Does it matter, to the basic point that the second one is the one to worry about and that the first one does not even
necessarily reflect poorly on the Catholic Church?
Without knowing what the relevance may be, it is hard to respond meaningfully. To give an example, hopefully relevant, Denis Hart the Archbichop of Melbourne recently not only faced a Parliamentary enquiry investigating this allegation, but
apparently admitted that it had at least some validity.
But how on earth do you judge that without a sensible comparison, ideally from a single dataset that covers both groups and gives results based on the same definitions?
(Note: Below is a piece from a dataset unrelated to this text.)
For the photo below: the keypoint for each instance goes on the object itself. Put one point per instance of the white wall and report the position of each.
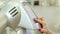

InSearchofGrace’s favorite hobby-horse gives an excellent example of what I would like to see in the case of allegations against Catholic priests. (Or Arabs, or immigrants or any group accused of being more likely to abuse children) In the case of homosexuality, there
have been studies that investigated this using the same standard for judging all the groups involved. e.g.:
Jenny, C., Roesler, T. A., & Poyer, K. L. (1994). Are children at risk for sexual abuse by homosexuals? Pediatrics, 94(1), 41-44
Groth, A.N., & Birnbaum, H.J. (1978). Adult sexual orientation and attraction to underage persons. Archives of Sexual Behavior, 7 (3), 175-181
Freund, K., Watson, R., & Rienzo, D. (1989). Heterosexuality, homosexuality, and erotic age preference. The Journal of Sex Research, 26 (1), 107-117.
Freund et al tested random adults for whether or not they ‘reacted’ (hem hem) to images of children, and found no difference between homosexuals and heterosexuals.
Jenny et al looked at criminal records and found that fewer than 1% of child abuse cases were perpetrated by homosexuals.
Groth et al looked at 175 randomly selected male child abusers and found
not one case that was perpetrated by a gay man. (Not that unlikely if you accept Jenny’s figure of fewer than 1% of child molesters being gay, but it does add support to that figure)
And yet some of the same people who on this forum object to Catholic priests being labelled as more likely to molest children are happy to spread the same allegation against homosexuals, without evidence, and
noone has spoken out against it.
The golden rule applies. If you object to this allegation being made against you based on slim evidence, you cannot reasonable go around making it against others on no evidence whatsoever.